There’s one very big issue with being a company that is operating in a country that has a Communist government; when the government doesn’t like something, it can shut it down. That’s the case with the New York Times news app in the Chinese version of the App Store. Apple received a request from the Chinese government to remove the app, and both the Chinese-language and English-language versions were removed on December 23rd. An Apple spokesman, Fred Sainz, said that “We have been informed that the app is in violation of local regulations. As a result, the app must be taken down off the China App Store.
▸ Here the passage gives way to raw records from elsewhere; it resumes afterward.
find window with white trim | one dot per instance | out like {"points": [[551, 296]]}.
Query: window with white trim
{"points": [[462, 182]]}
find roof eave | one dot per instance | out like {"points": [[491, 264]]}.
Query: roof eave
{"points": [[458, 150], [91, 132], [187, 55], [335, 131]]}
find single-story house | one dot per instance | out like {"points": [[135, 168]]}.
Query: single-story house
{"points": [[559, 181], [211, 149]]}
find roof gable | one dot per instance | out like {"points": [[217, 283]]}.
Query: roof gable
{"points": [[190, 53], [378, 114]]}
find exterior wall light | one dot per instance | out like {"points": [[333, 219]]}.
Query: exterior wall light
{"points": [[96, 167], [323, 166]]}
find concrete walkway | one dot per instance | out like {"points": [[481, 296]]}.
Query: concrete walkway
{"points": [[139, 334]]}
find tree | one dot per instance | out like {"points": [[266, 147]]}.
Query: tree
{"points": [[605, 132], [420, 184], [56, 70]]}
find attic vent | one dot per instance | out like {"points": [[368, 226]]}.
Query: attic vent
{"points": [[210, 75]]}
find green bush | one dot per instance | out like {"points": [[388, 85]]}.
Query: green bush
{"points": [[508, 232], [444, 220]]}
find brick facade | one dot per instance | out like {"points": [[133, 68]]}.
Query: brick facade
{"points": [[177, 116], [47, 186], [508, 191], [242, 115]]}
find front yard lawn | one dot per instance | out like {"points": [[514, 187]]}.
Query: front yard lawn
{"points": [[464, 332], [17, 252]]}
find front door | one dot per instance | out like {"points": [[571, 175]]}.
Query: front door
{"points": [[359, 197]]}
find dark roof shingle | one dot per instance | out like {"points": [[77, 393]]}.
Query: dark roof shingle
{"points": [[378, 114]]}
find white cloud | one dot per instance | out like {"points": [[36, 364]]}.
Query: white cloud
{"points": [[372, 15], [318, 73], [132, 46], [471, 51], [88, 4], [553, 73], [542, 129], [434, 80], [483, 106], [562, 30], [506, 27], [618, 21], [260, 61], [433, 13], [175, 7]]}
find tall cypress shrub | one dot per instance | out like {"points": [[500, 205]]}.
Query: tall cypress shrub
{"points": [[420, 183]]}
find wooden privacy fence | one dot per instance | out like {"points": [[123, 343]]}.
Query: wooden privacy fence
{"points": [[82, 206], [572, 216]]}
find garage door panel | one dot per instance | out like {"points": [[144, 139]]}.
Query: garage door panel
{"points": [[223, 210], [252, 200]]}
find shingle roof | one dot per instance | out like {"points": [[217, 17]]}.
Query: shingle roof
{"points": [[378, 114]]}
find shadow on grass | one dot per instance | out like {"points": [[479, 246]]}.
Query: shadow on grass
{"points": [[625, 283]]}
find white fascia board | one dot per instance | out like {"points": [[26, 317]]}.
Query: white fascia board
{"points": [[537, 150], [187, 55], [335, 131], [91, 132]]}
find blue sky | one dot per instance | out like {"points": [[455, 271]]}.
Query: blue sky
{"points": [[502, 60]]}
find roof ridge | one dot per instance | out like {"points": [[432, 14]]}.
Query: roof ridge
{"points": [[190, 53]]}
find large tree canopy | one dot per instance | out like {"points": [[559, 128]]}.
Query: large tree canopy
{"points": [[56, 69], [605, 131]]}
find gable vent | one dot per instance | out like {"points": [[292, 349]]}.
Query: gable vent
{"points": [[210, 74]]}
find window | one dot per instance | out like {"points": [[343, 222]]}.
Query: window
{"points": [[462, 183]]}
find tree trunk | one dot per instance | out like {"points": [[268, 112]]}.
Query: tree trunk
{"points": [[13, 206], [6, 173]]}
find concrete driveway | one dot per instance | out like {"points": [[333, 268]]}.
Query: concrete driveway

When this situation changes, the App Store will once again offer the New York Times app for download in China.” Apparently, nobody knows what regulation the app violated or what government agency asked Apple to remove the app, and the New York Times bureau in Beijing was never contacted by the Chinese government. A Times spokesperson said that “The request by the Chinese authorities to remove our apps is part of their wider attempt to prevent readers in China from accessing independent news coverage by The New York Times of that country, coverage which is no different from the journalism we do about every other country in the world.” Given the slanted news perspective of The New York Times, it’s not surprising that the Chinese government took offense with the app. However, it also shows how sensitive the Communist government of China is to any criticism at all.
That’s all for today; I’ll be back tomorrow afternoon with another edition of the AWT News Update.